The Germanwings plane was deliberately crashed into a mountainside in the French Alps in March 2015 by suicidal copilot Andreas Lubitz (AFP Photo/ANNE-CHRISTINE POUJOULAT)

Berlin (AFP) - Two years after the Germanwings plane crash, relatives of the South American victims have filed suit in Germany seeking over three million euros in damages, a judicial source said Sunday.

The Duesseldorf civil court has received two cases seeking compensation of "more than three million euros" ($3.3 million) from the German subsidiary of Lufthansa, a spokesman told national news agency DPA.

According to German daily Bild, the lawsuits were filed by three Paraguayan plaintiffs.

None of the nine South American victims had Paraguayan nationality but an Argentinian businessman had been living in the country.

Germanwings copilot Andreas Lubitz deliberately flew the plane into a mountainside in the French Alps in March 2015, killing 149 people.

It later emerged that he had been treated for mental health problems in the months before the disaster.

In January, German prosecutors closed a criminal investigation into the crash after concluding that Lubitz alone was responsible and without pressing negligence charges against the airline or the doctors who had examined him.

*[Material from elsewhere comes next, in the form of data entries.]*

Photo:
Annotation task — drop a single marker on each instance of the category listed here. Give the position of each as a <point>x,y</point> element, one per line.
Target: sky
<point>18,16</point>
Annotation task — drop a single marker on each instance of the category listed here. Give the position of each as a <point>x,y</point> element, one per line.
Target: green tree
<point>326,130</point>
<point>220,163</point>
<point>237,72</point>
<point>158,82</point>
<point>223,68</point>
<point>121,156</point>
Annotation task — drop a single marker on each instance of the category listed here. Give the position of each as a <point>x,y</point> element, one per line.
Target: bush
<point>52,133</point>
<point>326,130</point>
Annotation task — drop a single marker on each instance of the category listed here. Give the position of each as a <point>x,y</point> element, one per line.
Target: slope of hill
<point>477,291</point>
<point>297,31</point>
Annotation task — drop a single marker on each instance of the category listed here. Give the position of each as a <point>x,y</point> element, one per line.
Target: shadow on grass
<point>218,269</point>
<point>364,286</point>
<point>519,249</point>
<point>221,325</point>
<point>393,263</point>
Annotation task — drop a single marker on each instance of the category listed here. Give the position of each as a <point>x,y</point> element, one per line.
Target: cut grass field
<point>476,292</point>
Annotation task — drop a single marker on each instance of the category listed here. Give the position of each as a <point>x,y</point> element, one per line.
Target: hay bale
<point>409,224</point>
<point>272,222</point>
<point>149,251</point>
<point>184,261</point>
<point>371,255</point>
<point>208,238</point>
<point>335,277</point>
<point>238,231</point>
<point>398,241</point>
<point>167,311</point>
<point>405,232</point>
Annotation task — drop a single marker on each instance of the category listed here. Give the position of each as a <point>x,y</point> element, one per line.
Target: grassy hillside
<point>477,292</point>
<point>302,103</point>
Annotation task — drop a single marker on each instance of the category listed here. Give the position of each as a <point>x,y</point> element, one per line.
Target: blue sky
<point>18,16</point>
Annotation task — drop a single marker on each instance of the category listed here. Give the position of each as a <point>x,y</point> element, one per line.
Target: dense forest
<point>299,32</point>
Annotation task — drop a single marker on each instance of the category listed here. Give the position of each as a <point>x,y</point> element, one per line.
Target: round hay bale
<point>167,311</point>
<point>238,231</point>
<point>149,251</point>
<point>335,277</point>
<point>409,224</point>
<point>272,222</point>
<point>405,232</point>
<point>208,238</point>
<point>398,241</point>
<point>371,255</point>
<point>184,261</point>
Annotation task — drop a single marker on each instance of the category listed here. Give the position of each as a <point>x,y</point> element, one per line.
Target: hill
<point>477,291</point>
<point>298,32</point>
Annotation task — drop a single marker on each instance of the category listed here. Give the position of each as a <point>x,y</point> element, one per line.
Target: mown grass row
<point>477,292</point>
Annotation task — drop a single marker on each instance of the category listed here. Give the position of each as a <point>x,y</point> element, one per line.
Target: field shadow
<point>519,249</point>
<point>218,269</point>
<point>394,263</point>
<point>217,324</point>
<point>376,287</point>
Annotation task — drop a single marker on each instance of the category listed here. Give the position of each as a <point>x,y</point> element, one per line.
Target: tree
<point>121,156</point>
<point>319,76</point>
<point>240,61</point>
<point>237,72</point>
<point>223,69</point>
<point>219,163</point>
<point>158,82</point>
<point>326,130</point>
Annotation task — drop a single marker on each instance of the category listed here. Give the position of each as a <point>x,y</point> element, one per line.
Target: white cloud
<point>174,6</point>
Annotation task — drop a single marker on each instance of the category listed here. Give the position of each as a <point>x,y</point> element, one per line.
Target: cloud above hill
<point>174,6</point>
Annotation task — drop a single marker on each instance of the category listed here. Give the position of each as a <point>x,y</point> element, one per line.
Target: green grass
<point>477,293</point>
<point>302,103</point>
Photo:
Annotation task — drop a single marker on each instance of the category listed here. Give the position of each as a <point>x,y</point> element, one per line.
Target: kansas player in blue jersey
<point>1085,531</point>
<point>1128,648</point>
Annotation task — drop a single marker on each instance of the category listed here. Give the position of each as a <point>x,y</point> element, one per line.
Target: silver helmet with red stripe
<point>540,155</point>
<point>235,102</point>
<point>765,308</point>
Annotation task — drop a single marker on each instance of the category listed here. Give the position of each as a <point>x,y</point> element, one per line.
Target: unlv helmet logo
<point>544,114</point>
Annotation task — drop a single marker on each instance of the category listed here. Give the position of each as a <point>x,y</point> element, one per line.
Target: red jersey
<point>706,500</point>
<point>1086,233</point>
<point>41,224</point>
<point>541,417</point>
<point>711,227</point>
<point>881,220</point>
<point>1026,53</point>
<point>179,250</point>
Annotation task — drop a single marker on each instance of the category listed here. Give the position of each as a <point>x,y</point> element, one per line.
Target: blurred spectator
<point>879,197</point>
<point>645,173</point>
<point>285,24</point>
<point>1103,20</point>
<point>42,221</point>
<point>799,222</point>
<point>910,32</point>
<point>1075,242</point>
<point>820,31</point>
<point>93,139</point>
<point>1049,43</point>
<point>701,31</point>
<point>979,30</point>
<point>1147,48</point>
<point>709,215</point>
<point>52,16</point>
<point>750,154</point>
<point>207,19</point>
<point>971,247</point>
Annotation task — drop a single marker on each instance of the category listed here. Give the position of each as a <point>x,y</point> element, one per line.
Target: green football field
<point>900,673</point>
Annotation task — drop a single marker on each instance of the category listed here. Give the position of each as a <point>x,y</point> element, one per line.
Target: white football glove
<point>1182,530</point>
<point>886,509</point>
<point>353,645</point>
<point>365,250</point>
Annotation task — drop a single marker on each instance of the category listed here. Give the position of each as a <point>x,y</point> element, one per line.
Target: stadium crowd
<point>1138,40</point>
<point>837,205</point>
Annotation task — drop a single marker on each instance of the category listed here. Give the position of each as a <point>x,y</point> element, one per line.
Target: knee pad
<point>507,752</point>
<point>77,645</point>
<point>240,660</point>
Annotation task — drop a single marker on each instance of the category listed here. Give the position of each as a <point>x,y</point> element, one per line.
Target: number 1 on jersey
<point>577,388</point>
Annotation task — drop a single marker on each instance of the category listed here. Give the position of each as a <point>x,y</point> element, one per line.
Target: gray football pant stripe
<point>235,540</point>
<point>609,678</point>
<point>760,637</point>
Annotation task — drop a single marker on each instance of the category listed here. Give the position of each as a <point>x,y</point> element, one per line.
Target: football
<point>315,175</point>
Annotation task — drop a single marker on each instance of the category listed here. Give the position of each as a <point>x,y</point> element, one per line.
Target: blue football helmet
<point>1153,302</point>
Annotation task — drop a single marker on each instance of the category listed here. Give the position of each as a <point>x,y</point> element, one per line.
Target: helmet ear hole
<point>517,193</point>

But many relatives of the victims were unhappy with the outcome.

In March last year, two lawyers representing 73 victims filed a case in the United States against the pilot school that trained Lubitz.

After the crash, the airline said it would pay 50,000 euros in emergency aid to the families of all the victims, as well as 35,000 euros to parents of the Germans killed -- as required by German law.